1. Introduction
The key task of successfully discovering oil and gas reservoirs is the prediction of elastic parameters in seismic exploration. Elastic parameters, such as compressional wave velocity (DTC) and shear wave velocity (DTS), are fundamental characteristics of seismic wave propagation in underground media. Their determination and interpretation are crucial for revealing underground structures, detecting the existence of oil and gas reservoirs, and assessing reserves. The variation in shear wave velocity can reflect the elastic properties of rocks, such as porosity, permeability, and the mineral composition of the rock matrix. Additionally, it can also reveal the underground stress state and fluid type. However, due to the constraints of acquisition costs and technology, shear wave velocity is commonly missing in some old wells. The experience equation and the petrophysical model were used to predict shear wave velocity [
1,
2,
3,
4]. For all complex geological conditions or special rock types, empirical formulas may not provide accurate predictions.

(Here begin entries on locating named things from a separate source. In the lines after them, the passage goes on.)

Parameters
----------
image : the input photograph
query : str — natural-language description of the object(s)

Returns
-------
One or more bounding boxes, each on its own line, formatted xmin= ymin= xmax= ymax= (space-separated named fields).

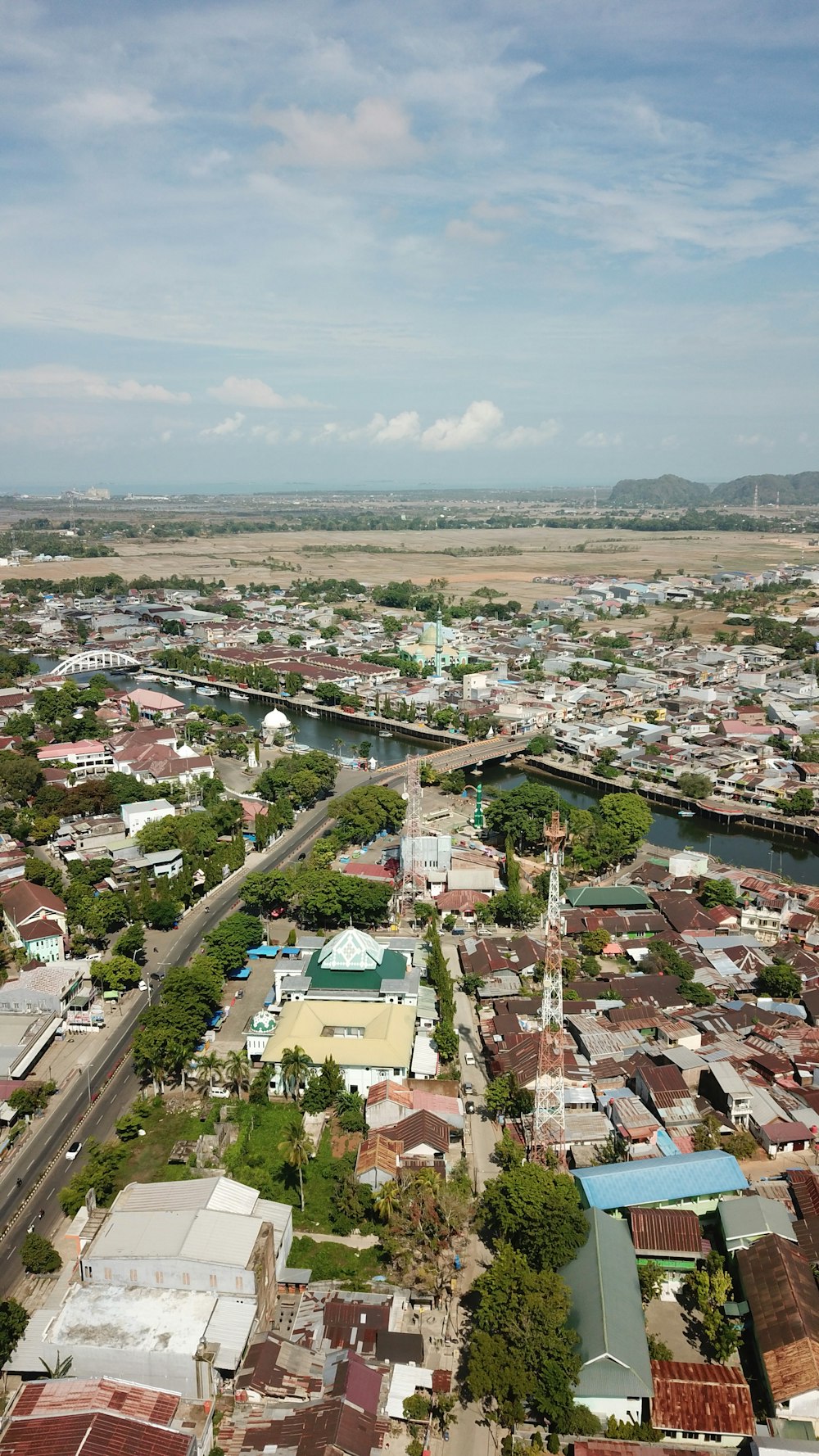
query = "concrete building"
xmin=262 ymin=1000 xmax=415 ymax=1097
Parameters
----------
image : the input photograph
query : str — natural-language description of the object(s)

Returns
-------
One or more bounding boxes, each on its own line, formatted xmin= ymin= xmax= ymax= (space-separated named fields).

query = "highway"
xmin=0 ymin=799 xmax=331 ymax=1295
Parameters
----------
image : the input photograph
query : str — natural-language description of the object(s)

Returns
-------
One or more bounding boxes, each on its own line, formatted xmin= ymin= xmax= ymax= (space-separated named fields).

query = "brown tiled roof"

Due to the diversity of rock structure characteristics of various reservoirs, the establishment of targeted rock physics models based on the concept of equivalent media has been a subject of research for scholars both domestically and abroad. The influence of shale content, porosity, and pore shape on rock velocities in shaly sandstone was considered by Xu and White [
5], and a classical Xu–White model was proposed to describe the elastic properties of sandstone. The calculation methods for the bulk and shear moduli of dry rock in the Xu–White model for shear wave velocity prediction were simplified by Keys and Xu [
6], which can significantly enhance the computational efficiency of the Xu–White model. When constructing models for carbonate reservoirs, the pores of carbonate rocks were categorized as clay-containing pores, intergranular pores, microfractures, and hard pores by Xu and Payne [
7], thus extending the application of the Xu–White model to carbonate reservoirs. The Xu–White model was utilized for shear wave prediction, and the rock physics analysis, pre-stack elastic parameter inversion, and other techniques were combined to achieve reservoir prediction from point to plane by Liu et al. [
8]. The predicted values exhibited a high degree of agreement with the true values. The variation in clay elastic parameters was considered by Zheng et al. [
9], and the inversion was employed to correct errors in the input parameters of the Xu–White model, which can improve the prediction accuracy of shear wave velocity. A shear wave velocity model for porous fractured sandstone based on the Gassmann equation was established by Li et al. [
10], and consolidation parameters proposed by Lee were utilized to calculate the shear wave velocity. The results based on the DEM-Gassmann rock physics model were optimized by Yang et al. [
11] using simulated annealing, and the virtual fracture porosity was utilized to make up for the error caused by the inaccuracy of rock elastic parameters and physical parameters. A porosity aspect ratio estimation method based on a rock physics model was proposed by Guo et al. [
12], whereby the aspect ratio of pores is estimated using compressional wave velocity, porosity, and mineral composition, thus predicting shear wave velocity. The microstructure of shale reservoirs was described by Zhang and Liu [
13] using a fracture aspect ratio and compaction index, and a quantitative relationship between the petrophysical parameters and elastic parameters of shale reservoirs was established using statistical rock physics models. The above rock physics model method usually involves complex rock mechanics theory and numerical simulation, which requires a lot of computing resources and time, as well as a large number of rock parameters as input. These parameters may be difficult to obtain or measure accurately [
14]. Therefore, finding a reliable and adaptable method for predicting shear wave velocity has always been a focus of research.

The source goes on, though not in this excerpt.